Attentat du 14-Juillet à Nice : le message d’espoir de la fille d’une victime

En ouvrant la porte de son appartement d’Aulnay-sous-bois baigné de lumière, Hanane Charrihi affiche un visage souriant et accueillant alors que les deux garçons de la jeune femme de 27 ans courent à travers les pièces en criant à tue-tête. Mais à quelques heures du premier anniversaire de l’attentat de Nice, elle sent l’appréhension monter à l’idée de revivre cette nuit de cauchemar.

Dans la soirée du 14-juillet 2016, sa mère, Fatima, 55 ans, se baladait sur la promenade des Anglais avec son petit-fils pour assister au traditionnel feu d’artifice, quand un camion-bélier lui a foncé dessus et a poursuivi sa course dans la foule. Au total, 86 personnes ont été tuées. Hanane Charrihi sera informée du drame par téléphone. « Ce soir-là, ils m’ont coupé une jambe, ils m’ont fait tomber, lâche-t-elle. Mais un an après, je me relève ».

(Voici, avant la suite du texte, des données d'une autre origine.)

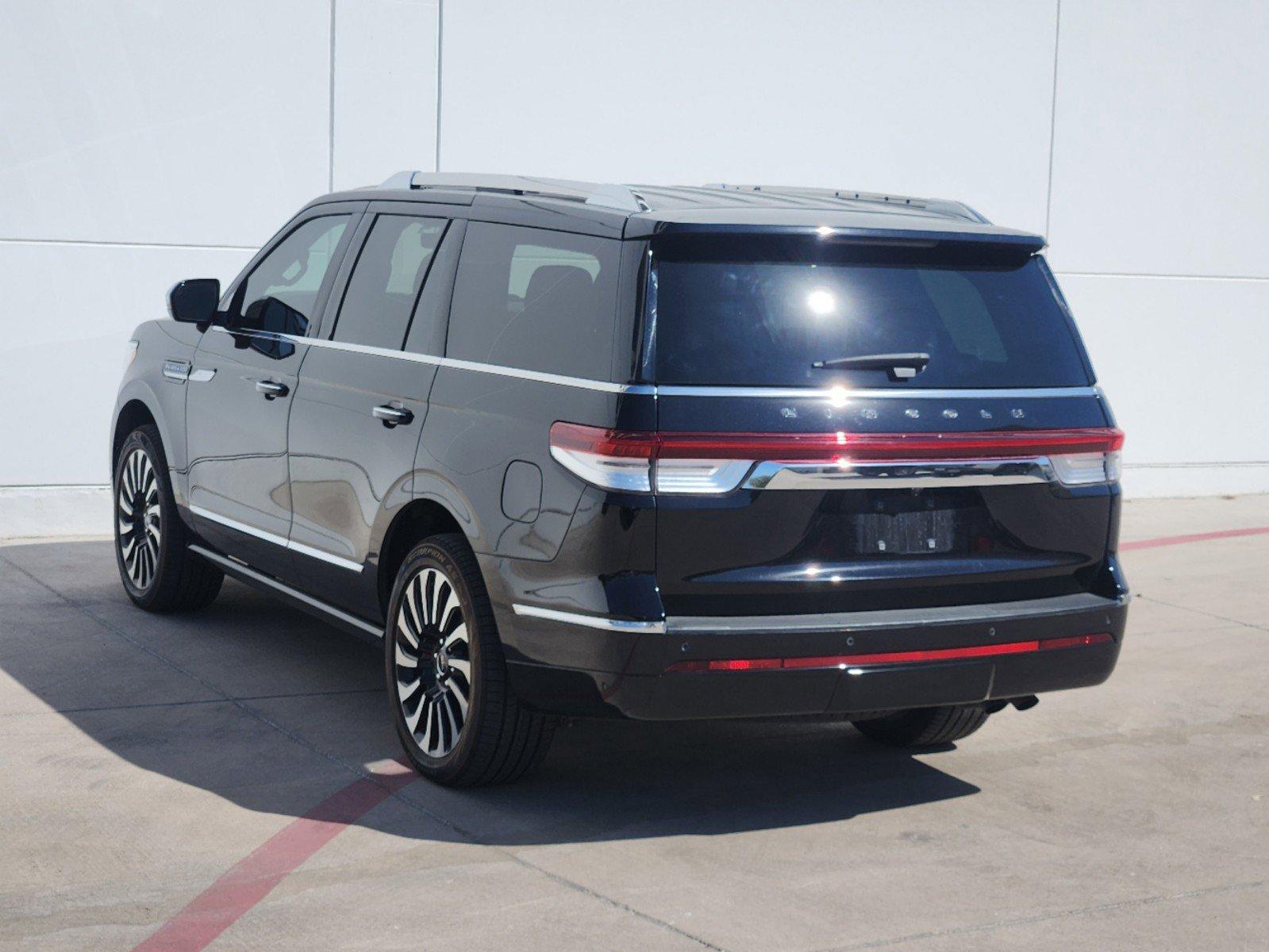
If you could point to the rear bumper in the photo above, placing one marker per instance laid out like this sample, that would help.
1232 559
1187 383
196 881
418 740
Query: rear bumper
633 679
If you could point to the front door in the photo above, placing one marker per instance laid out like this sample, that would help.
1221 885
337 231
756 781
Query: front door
360 404
240 393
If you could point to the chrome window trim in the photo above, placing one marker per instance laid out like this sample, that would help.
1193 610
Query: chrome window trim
277 539
589 621
537 376
833 395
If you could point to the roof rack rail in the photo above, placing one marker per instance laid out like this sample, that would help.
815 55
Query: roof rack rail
936 205
620 197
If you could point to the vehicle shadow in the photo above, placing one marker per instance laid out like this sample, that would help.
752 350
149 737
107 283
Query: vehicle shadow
306 697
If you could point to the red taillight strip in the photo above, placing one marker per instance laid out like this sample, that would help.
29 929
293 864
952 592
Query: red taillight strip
936 654
833 447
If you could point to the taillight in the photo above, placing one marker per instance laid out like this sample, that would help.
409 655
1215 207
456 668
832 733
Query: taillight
641 461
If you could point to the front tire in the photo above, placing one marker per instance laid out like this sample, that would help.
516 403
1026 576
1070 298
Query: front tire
924 727
452 704
158 570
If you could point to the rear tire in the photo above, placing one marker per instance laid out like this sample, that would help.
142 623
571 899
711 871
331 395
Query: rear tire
924 727
158 570
452 704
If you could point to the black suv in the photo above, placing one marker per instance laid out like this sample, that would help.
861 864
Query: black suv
650 452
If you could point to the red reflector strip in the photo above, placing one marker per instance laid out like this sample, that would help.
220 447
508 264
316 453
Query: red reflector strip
834 447
1078 641
934 654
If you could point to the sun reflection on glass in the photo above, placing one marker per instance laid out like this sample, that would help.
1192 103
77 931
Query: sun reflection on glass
821 302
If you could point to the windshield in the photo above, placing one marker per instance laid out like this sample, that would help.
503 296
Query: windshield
763 311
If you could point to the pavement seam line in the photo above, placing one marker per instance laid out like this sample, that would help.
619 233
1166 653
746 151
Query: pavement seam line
362 774
216 701
1206 615
1050 917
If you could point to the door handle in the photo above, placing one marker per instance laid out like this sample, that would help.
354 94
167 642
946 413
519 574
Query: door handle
392 416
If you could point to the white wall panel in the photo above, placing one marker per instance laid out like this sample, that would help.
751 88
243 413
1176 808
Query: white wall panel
1163 139
196 122
67 315
1177 359
385 89
917 98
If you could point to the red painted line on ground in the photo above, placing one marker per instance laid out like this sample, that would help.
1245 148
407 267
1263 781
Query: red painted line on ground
233 895
1196 537
228 899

La jeune femme a amorcé « une partie de son deuil” en écrivant son livre-thérapie, « Ma mère patrie », publié six mois après l’attaque terroriste revendiquée par l’organisation État islamique. Elle y a déversé « toute [s]a tristesse ». Dans son ouvrage, elle retrace la personnalité de sa mère d’exception et s’insurge en même temps contre les amalgames que sa famille et elle ont dû endurer ces derniers mois.

« J’agis comme si maman était toujours là »

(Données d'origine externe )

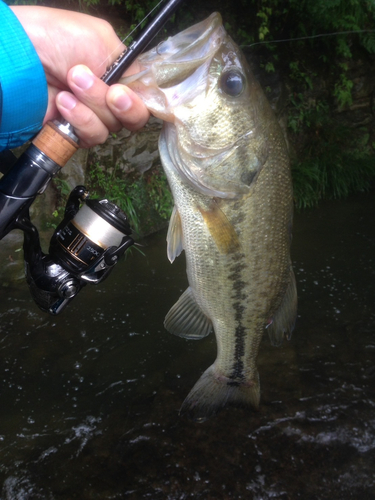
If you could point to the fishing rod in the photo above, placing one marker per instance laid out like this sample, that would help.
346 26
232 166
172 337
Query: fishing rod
94 233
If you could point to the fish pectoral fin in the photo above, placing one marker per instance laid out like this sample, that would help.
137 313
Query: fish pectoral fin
284 320
212 393
186 319
175 243
220 228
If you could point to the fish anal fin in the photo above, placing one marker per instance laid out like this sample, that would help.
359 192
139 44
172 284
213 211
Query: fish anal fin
284 319
175 243
212 393
221 230
186 319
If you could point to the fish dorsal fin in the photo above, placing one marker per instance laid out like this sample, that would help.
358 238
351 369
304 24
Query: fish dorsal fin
175 243
220 228
186 319
283 321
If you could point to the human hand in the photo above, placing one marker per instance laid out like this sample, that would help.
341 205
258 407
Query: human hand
68 44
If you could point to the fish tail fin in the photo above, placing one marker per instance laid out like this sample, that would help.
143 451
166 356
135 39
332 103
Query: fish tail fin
212 393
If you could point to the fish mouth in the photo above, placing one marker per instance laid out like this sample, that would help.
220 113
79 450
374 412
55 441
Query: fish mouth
174 60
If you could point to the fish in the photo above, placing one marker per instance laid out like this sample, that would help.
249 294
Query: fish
227 164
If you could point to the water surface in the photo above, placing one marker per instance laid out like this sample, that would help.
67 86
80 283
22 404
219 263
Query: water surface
90 399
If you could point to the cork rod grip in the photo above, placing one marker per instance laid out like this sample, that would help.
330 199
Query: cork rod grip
54 144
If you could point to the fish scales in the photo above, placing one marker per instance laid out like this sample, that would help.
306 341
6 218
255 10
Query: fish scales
227 164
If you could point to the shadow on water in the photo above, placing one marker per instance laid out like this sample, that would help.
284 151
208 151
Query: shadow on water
89 400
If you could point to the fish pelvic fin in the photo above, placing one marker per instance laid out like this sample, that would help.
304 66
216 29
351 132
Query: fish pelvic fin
212 393
284 320
221 230
186 319
175 243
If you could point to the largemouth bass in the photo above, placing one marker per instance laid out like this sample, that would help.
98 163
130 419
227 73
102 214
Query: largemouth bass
226 161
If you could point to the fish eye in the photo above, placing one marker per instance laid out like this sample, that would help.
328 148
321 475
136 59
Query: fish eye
232 82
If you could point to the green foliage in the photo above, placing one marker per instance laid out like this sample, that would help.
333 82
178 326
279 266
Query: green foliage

Mais le deuil est loin d’être terminé. « Pour mon père, c’est dur, raconte-t-elle. Je l’ai appelé le 16 juin car il avait oublié de me fêter mon anniversaire. Quand je lui ai demandé quel jour on était, il m’a répondu : ‘On est le 16, ça fait 11 mois et 2 jours que ta mère est partie…' » De son côté, elle avoue ne pas faire mieux : « J’agis comme si maman était toujours là, et que je cherchais à la défendre ».

La journée de commémoration s’annonce éprouvante. « Cette date anniversaire va remuer le couteau dans la plaie », où suinte encore « tristesse, mélancolie et colère aussi », confie-t-elle d’une voix chevrotante. Vendredi 14 Juillet, Hanane Charrihi assistera à un rassemblement interreligieux dans la matinée, puis à la cérémonie officielle en présence d’Emmanuel Macron, vers 16 heures.

La Francilienne fera le déplacement à Nice, où vit son père et le reste de sa famille. « C’est important car il ne faut pas oublier, mais je veux aussi contribuer à délivrer un message de tolérance et de paix », insiste-t-elle avant d’ajouter : « J’espère que le président prononcera aussi un discours d’union ».

« Lutter contre la barbarie qui a été tué ma mère »

Portée par cet esprit de réconciliation, Hanane Charrihi reconnaît que ce sera, pour elle, « un grand jour ». « Pas de deuil, mais de reconstruction », nuance la jeune femme qui a créé, avec ses frère et sœurs, une association du nom de son livre. L’objectif est double : soutenir les familles de victimes de terrorisme, mais aussi lutter contre la radicalisation dans les milieux scolaires et carcéraux.